As is the way with these sporting sensations, and readers will know about the curse around the Philadelphia teams, there is a Bostonian superstition too.
A ‘reverse curve’ road sign on Longfellow Bridge over the busy Storrow Drive was graffittied.
And it came to read the ‘Reverse the Curse’ and it was left in place until the hoodoo was broken.
After which the sign was edited to read ‘Reversed Curse.’
You want to hear about some other curses from across sport? Thought you did.
Mayo Gaelic Football team: And in superstitious Ireland it comes as little surprise that there is a curse hanging over Mayo.
The story goes that following their last All-Ireland victory in 1951 the returning heroes failed to wait quietly for a funeral cortege to pass.
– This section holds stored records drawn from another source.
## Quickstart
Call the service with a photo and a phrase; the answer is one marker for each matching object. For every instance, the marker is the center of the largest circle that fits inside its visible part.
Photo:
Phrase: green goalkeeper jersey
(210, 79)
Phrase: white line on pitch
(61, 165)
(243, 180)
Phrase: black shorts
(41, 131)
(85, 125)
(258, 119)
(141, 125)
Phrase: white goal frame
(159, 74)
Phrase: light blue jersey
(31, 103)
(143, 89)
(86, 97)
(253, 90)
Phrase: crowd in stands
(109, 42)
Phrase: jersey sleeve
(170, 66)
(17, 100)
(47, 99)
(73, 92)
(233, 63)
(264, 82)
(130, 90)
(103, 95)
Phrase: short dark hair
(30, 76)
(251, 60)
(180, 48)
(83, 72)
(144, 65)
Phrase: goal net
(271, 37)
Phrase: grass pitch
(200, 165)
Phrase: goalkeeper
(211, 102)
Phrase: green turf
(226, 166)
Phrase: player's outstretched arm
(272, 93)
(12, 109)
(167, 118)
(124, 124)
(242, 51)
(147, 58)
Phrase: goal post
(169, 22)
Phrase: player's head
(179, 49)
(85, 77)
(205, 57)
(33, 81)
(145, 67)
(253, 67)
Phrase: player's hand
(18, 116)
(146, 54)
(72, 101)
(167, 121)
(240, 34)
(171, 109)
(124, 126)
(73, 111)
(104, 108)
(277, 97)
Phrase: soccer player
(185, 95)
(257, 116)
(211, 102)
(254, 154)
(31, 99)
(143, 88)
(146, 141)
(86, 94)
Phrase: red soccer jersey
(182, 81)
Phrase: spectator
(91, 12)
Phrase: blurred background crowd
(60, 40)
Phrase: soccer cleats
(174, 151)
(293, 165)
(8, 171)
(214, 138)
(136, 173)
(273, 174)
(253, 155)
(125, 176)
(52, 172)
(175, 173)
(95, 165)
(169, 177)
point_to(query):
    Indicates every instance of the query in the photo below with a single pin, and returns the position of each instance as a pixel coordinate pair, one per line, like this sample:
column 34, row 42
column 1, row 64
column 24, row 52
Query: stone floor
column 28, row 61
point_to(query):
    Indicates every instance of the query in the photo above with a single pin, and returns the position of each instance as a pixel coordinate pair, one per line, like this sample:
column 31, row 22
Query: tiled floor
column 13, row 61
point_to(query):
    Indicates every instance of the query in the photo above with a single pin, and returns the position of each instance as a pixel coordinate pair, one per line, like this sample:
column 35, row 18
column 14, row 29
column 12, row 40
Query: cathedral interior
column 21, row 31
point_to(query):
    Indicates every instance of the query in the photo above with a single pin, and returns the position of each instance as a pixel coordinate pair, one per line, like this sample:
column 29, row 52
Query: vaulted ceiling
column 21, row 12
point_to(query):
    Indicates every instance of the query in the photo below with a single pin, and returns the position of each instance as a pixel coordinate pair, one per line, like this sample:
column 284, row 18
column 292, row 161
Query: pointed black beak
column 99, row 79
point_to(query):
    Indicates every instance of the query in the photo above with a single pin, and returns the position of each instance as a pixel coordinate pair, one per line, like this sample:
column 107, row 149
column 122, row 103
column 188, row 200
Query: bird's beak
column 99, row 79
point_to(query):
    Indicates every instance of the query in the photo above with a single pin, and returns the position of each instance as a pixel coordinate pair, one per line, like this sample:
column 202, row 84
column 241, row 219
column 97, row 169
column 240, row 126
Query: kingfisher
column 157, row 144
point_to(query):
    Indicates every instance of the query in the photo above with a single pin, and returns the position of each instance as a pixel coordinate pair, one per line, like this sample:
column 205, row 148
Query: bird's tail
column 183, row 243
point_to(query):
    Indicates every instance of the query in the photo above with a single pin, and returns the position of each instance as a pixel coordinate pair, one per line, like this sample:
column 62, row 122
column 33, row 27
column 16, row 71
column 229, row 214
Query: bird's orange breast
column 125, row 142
And that the presiding priest pledged that they would never win another Sam Maguire Cup until all that team had died.
Mayo have played in the final ten times since without success.
And while Pat Prendergast and Mick Loftus defy the Grim Reaper we doubt they will.
Birmingham City FC: And you can take your pick of gipsy curses on football teams but it might be because we’re fans of Peaky Blinders that we’re going for this one.
Birmingham lived to regret building their new ground back in 1906 on gipsy land .
When they were cursed not to win a major trophy for 100 years.
High-profile managers Ron Saunders and Barry Fry tried to break the curse.
Saunders putting crucifixes on the floodlights and painting the soles of the players’ boots red.
While Fry urinated in the four corners of the pitch, supposedly because a clairvoyant told him so.
In 2011 Alex McLeish who had no need to empty his bladder there led the Blues to the 2011 League Cup.
Talladega Superspeedway: And, of course, it’s never good to build on an Indian Reservation.
Drivers have been known to hear voices as they steered their cars around the Alabama track.
Although petrolhead fans just say it adds to the appeal of the races.
Duck, it’s Drake
Drake and sport: And this is more a sports-mad rapper being a Jonah rather than a curse but the Torontonian is in because he’s showbiz.
The musician brings bad luck on whoever he supports.
Whether it’s Paris Saint-Germain, UFC champ Conor McGregor, boxing king Anthony Joshua, Manchester City footballer Sergio Aguero or basketball great Kevin Durant.
These strange turns of luck might just all be in God’s Plan.
But Drake wasn’t taking any chances when he used the curse against him.
And he wore a pair of Philadelphia 76ers shorts when watching the Pennsylvanians against his home Toronto Raptors.
The oft-times cursed Philly sports fans really needed that and lost!
So we’ve given you Babe Ruth and his curse and a few others.
But what’s your fave and let’s hope your sports team has lifted it?